Talk about awkward timing: Robinhood is set to air a Super Bowl ad this weekend that champions the average investor, only a week after the app restricted trading on “meme stocks” like GameStop and AMC, a move that enraged many of its users.
The 30-second clip, which you can already watch on YouTube, attempts to summon the inner-Bud Fox from within each viewer, proclaiming “you don’t need to become an investor… you were born one.”
Then, in a blog post announcing its ad buy, Robinhood added: “We built Robinhood for our customers, for the millions of people who have felt left behind by America’s financial system.”
Ironically, though, many Robinhood users felt it was the app that left them behind last week.
If you missed the drama, Robinhood last Thursday decided to block users from buying shares of GameStop, as well as a handful of other companies, after its share price skyrocketed from below $40 to north of $340 within a matter of days. (Robinhood would only allow GameStop shareholders to sell their shares, which obviously puts downward pressure on a stock.) GameStop’s surge was spurred on in large part by Wall Street Bets, a popular Reddit forum, where users had rallied behind the gaming retailer for a number of reasons, including the stock being heavily shorted, or bet against, by hedge funds.

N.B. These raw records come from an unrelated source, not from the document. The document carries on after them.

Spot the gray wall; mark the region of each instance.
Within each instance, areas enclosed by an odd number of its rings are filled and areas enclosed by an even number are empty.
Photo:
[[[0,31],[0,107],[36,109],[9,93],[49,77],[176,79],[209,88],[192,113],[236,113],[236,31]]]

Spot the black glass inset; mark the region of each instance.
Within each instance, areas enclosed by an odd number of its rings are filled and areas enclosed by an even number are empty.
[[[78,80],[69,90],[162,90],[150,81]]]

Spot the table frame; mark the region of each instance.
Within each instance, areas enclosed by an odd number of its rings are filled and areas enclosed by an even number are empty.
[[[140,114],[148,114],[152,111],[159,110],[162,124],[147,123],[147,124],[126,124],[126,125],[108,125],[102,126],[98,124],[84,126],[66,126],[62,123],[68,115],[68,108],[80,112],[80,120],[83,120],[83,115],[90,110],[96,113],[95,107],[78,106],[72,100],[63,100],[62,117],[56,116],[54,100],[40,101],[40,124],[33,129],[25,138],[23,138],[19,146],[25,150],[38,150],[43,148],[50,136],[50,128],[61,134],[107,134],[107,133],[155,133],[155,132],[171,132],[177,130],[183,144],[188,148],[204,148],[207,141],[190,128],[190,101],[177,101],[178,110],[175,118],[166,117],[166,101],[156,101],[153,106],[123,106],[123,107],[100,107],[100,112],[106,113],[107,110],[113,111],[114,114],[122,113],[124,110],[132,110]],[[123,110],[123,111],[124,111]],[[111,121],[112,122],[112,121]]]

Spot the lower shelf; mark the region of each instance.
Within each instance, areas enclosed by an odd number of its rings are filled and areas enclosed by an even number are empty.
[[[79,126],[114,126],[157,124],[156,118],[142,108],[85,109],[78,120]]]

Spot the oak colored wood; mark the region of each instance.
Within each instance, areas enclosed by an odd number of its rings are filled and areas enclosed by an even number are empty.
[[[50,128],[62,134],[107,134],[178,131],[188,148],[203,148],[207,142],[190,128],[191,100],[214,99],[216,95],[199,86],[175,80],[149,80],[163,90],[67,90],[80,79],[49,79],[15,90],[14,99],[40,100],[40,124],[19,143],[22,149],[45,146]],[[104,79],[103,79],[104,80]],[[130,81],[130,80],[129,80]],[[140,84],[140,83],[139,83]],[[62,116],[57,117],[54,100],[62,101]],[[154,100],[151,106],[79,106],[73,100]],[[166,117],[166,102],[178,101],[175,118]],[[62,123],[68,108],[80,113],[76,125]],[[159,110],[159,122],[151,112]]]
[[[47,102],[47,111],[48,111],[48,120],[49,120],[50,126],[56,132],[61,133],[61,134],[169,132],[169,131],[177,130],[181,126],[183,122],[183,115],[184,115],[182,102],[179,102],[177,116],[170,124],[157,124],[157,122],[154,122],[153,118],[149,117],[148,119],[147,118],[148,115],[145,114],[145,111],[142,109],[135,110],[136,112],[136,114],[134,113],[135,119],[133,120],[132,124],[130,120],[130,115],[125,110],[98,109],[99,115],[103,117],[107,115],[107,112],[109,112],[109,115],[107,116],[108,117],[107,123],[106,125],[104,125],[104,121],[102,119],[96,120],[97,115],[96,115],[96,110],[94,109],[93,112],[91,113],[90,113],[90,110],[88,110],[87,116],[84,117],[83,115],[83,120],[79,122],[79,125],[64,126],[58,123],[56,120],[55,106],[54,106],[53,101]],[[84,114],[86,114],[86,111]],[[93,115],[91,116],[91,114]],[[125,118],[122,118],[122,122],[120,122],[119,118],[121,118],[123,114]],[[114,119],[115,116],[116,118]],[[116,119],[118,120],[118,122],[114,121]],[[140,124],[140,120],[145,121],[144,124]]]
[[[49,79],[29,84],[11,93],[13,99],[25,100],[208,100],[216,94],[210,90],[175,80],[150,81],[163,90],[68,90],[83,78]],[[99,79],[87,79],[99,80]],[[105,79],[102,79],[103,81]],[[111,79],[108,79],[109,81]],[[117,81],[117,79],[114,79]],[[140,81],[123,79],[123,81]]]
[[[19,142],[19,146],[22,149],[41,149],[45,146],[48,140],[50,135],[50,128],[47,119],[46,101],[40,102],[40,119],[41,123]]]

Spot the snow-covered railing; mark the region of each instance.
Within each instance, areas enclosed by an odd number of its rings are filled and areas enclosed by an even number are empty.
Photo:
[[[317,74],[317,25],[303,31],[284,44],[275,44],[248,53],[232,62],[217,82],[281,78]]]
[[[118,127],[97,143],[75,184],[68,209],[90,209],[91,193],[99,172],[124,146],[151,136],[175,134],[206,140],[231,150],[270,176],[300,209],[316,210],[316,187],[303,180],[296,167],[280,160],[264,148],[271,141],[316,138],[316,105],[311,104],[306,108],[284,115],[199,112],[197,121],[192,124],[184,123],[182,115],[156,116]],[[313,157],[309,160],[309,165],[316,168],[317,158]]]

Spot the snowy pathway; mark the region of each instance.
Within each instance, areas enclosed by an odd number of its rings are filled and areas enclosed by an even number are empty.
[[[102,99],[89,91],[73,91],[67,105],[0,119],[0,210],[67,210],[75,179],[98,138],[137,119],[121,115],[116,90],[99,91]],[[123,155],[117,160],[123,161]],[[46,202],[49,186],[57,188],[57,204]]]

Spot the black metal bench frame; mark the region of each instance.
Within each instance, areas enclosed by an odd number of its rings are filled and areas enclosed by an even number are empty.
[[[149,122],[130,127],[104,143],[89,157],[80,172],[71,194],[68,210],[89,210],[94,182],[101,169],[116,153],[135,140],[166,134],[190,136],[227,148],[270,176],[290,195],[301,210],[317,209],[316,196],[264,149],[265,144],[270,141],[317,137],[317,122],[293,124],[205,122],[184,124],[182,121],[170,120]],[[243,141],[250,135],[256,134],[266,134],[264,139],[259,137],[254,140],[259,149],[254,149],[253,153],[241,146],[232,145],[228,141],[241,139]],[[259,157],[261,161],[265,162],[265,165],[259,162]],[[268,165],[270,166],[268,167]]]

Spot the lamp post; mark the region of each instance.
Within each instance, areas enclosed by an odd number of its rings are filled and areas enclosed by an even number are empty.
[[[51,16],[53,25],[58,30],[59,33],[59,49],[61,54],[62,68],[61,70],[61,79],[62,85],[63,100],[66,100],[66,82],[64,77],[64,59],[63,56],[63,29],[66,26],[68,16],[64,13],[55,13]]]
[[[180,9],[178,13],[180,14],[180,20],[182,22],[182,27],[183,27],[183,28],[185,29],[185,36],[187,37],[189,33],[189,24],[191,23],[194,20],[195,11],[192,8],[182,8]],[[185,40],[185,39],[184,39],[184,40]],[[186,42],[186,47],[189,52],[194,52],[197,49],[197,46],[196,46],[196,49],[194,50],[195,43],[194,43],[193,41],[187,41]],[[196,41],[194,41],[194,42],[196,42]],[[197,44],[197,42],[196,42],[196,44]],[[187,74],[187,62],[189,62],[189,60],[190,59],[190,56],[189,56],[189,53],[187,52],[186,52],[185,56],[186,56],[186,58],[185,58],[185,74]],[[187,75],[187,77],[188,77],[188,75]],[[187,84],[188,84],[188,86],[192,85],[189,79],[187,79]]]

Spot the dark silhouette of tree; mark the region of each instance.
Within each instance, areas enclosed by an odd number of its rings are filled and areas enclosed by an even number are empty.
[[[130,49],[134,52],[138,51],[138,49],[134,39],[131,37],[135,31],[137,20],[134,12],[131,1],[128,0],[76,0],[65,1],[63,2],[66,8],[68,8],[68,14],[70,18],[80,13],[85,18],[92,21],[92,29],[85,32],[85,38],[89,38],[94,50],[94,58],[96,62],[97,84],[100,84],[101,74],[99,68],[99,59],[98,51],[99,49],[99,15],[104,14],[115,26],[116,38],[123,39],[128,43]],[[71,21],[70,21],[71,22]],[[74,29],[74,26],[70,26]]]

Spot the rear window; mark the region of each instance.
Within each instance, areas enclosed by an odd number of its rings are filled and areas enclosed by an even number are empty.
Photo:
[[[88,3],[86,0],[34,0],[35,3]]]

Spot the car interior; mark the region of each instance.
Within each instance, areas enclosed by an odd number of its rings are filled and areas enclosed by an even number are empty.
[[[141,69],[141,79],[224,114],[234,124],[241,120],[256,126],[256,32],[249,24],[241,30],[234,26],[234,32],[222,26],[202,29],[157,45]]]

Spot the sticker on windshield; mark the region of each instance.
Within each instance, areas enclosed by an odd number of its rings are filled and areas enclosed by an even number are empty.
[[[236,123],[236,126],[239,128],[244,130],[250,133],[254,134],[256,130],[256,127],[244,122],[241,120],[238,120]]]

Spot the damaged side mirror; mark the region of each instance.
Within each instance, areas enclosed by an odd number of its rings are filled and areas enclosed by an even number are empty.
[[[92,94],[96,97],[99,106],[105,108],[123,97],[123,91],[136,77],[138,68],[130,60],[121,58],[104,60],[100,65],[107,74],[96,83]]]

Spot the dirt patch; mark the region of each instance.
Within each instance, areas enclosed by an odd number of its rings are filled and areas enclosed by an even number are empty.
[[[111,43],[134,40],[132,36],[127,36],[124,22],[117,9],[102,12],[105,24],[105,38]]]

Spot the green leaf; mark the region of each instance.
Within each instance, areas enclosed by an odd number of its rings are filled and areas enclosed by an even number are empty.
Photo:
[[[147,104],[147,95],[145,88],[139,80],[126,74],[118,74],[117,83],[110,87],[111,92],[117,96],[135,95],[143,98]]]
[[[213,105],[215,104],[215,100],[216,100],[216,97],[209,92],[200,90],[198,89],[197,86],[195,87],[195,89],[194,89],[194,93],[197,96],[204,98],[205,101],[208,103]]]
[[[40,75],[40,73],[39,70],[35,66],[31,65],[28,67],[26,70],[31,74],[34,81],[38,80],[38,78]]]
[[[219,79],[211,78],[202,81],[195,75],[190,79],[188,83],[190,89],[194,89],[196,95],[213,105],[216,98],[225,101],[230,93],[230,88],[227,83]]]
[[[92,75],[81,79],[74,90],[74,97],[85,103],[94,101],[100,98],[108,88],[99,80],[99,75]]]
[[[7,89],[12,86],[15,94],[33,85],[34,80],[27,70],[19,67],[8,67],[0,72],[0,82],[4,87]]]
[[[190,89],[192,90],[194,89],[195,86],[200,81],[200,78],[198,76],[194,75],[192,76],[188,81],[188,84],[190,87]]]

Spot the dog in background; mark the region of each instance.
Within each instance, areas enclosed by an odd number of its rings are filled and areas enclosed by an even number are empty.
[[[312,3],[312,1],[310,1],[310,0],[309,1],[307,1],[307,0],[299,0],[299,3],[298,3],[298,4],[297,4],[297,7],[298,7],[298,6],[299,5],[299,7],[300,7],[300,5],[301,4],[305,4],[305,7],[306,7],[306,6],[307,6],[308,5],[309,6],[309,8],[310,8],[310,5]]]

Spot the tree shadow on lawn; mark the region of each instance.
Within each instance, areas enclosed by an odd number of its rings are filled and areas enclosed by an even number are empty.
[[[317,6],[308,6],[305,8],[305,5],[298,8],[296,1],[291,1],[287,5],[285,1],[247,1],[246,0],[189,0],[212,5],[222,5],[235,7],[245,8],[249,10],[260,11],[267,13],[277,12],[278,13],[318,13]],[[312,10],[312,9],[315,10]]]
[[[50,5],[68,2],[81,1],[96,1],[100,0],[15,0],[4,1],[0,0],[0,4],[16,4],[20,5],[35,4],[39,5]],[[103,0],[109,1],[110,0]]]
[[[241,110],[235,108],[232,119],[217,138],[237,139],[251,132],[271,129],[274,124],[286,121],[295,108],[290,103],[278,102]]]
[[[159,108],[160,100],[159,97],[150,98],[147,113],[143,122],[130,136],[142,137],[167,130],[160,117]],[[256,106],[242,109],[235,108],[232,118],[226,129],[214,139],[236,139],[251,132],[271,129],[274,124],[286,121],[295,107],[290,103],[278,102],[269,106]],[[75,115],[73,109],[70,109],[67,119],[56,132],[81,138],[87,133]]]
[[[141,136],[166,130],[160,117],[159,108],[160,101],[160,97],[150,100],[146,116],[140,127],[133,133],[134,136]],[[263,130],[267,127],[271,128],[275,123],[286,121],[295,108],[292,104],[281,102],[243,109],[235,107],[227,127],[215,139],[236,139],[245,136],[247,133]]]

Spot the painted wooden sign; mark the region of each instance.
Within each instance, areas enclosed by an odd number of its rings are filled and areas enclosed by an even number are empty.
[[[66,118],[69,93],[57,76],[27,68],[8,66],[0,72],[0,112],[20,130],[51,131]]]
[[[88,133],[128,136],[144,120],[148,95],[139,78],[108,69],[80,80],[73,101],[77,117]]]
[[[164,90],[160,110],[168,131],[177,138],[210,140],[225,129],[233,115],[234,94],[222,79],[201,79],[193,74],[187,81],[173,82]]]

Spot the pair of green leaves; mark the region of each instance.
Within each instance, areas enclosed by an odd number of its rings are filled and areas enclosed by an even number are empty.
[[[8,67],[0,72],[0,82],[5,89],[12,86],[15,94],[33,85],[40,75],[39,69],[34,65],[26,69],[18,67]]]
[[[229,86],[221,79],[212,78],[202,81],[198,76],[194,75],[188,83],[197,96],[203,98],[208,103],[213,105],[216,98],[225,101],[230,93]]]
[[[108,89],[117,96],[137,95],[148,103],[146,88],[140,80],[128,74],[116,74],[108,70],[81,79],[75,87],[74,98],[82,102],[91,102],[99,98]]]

But GameStop’s meteoric rise came to a screeching halt following Robinhood’s decision, with the company’s stock price plummeting to about $70 per share by early trading on Thursday.
Many Robinhood users and GameStop shareholders have since ripped the app, claiming it stole from the poor in order to help rich Wall Street managers cover their GameStop short positions; Robinhood said it blocked trading to “protect” its users and, at the same time, because the company needed to raise billions of dollars in emergency funding.
And as you might’ve guessed, Robinhood’s commercial didn’t receive a warm welcome on Wall Street Bets.
“All of you, wherever you are watching the game, BOO the s— out of this commercial,” one WSB user wrote. “It’s the perfect opportunity to spread the message.”
Other WSB users simply resorted to the increasingly common catchphrase “f— Robinhood” to share their displeasure, while others even went as far as to suggest buying their own Super Bowl ad as a counterattack.
There were plenty of takes over on Twitter, too:
Gonna guess that it’s already paid for but Robinhood moving forward with its Super Bowl ad is….gross.
— drew olanoff (@yoda) February 3, 2021
"Investing is for everyone!" Robinhood says in their super bowl ad as they forcefully sell people's stocks to satisfy billionaires
— Kasdaq (@Kasdaq2) February 3, 2021
Robinhood released their Super Bowl ad today and it’s the first time I’ve see an ad age that badly as soon as it was made public ? ? ?
— Martin (@scizofrenic) February 3, 2021
Pour one out for the creative team that has been working on the robinhood super bowl spot for the past 8 months. It’s not ur fault. It’s not ur fault.
— noam (@noampao) February 3, 2021
They bought ad time for the Superbowl, but unless they have some killer commercial, they'll never come back from this.
— Jori Davis (@pink_boss23) February 4, 2021
Perhaps coincidentally, Robinhood’s ad on YouTube has the comments turned off.